AREQUIPA, Peru – The Russian Foreign Ministry has confirmed that the Syrian dictator, Bashar al Assad, has left the country after the Islamist group Hayat Tahrir al-Sham (HTS, Organization for the Liberation of the Levant) took Damascus this Sunday in the early morning.
With the capital under the control of the insurgents and Al-Assad in hiding, Syria wakes up for the first time in more than 20 years outside the yoke of his regime.
“As a result of negotiations between Bashar al Assad and several participants in the armed conflict on the territory of the Syrian Arab Republic, he has decided to leave the presidential office and leave the country, giving instructions to carry out the transfer of power peacefully,” says the Kremlin in a statement.
The government of Vladimir Putin, an ally of Syria, did not provide support during the rebel offensive of the last 11 days that resulted in the fall of the regime. Likewise, he has stated that he did not participate in the conversations between the insurgents and the dictator.
Since 2011, Syria has experienced a bitter civil war until the government collapsed. As reported by the AFP agency, the rebels assured that “a new era” is opening for Syria after more than 50 years of Baathism and urged their compatriots who fled the country to return to “free Syria.”
Likewise, the insurgents declared that Damascus is “free from the tyrant Bashar al Assad“, as reported the EFE agency.
Given the fall of the regime, Syrian Prime Minister Mohammad al-Jalafi urged the rebels and the opposition to “think about the country” and by “extending a hand to them” he asked that no one be harmed.
Syria: civil war and a long-lived regime
Dictator Bashar al-Assad took the reins of Syria in 2000, after his father ruled for almost three decades.
Some 11 years after his rise to power, a peaceful protest against Al-Assad gave rise to to a civil war that has ruined the country and involved powers from around the world.
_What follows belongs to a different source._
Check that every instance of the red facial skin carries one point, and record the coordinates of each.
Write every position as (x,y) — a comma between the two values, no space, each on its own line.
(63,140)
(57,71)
Due to the conflict, more than half a million people have died and 12 million have fled Syria. Of that total, nearly five million are refugees or asylum seekers abroad.
Before the recent rebel escalation, Bashar al Asssad considered the civil war over and Arab territory under his control. This, after dominating most of the cities of Syria with the help of Russia, Iran and groups supported by Tehran.
However, Al-Assad’s allies have recently been distracted and decimated by their own conflicts, while insurgent forces prepared for a counterattack.
Hayat Tahrir al-Sham: the resistance
Hayat Tahrir al-Sham emerged in 2017 and marked a turn of events in the civil conflict. The jihadist group had originally been formed in 2012, when it was called Jabhat al-Nusra and was linked to Al Qaeda.
It was not until 2017 that the organization disassociated itself from the aforementioned terrorist group and took a new name to overthrow the Assads and liberate Syria.
Al Jolani, leader of the HTS, has obtained the support of Syrian society in recent years, managing to take control of Idlib, a city considered a the main focus of the resistance.
Assad regime: allies of Castroism
Until this Sunday, relations between the Cuban regime and Damascus had nearly 60 years of history. When the crisis of the 1990s that Fidel Castro baptized as a “special period” worsened, Syria helped the island’s dictatorship with oil ships to alleviate electrical blackouts.
As the civil war intensified in Syria, and thousands died, Raúl Castro’s government sent between 2016 and 2019 tons of Cuban medicines to support Al-Assad, including cancer drugs and vaccines against tetanus, flu and hepatitis B, as reported the state agency Latin Press.
More recently, the Havana regime sent 240,000 doses of the Abdala, Soberana 02 and Soberana Plus vaccines, three nationally produced medications against the coronavirus.
Likewise, hundreds of Syrian professionals graduated from Cuban universities in the specialties of medicine, civil engineering, architecture, computer science, among others, in order to contribute their knowledge in favor of the Syrian dictatorship.
In exchange for the support of the Island, Damascus has provided the Castro leadership with an ally in international politics, an extension of the Communist Party’s propaganda on the other side of the ocean and another voice that supports the discourse against the US embargo, the main scourge for the pocket of the Cuban dictatorship.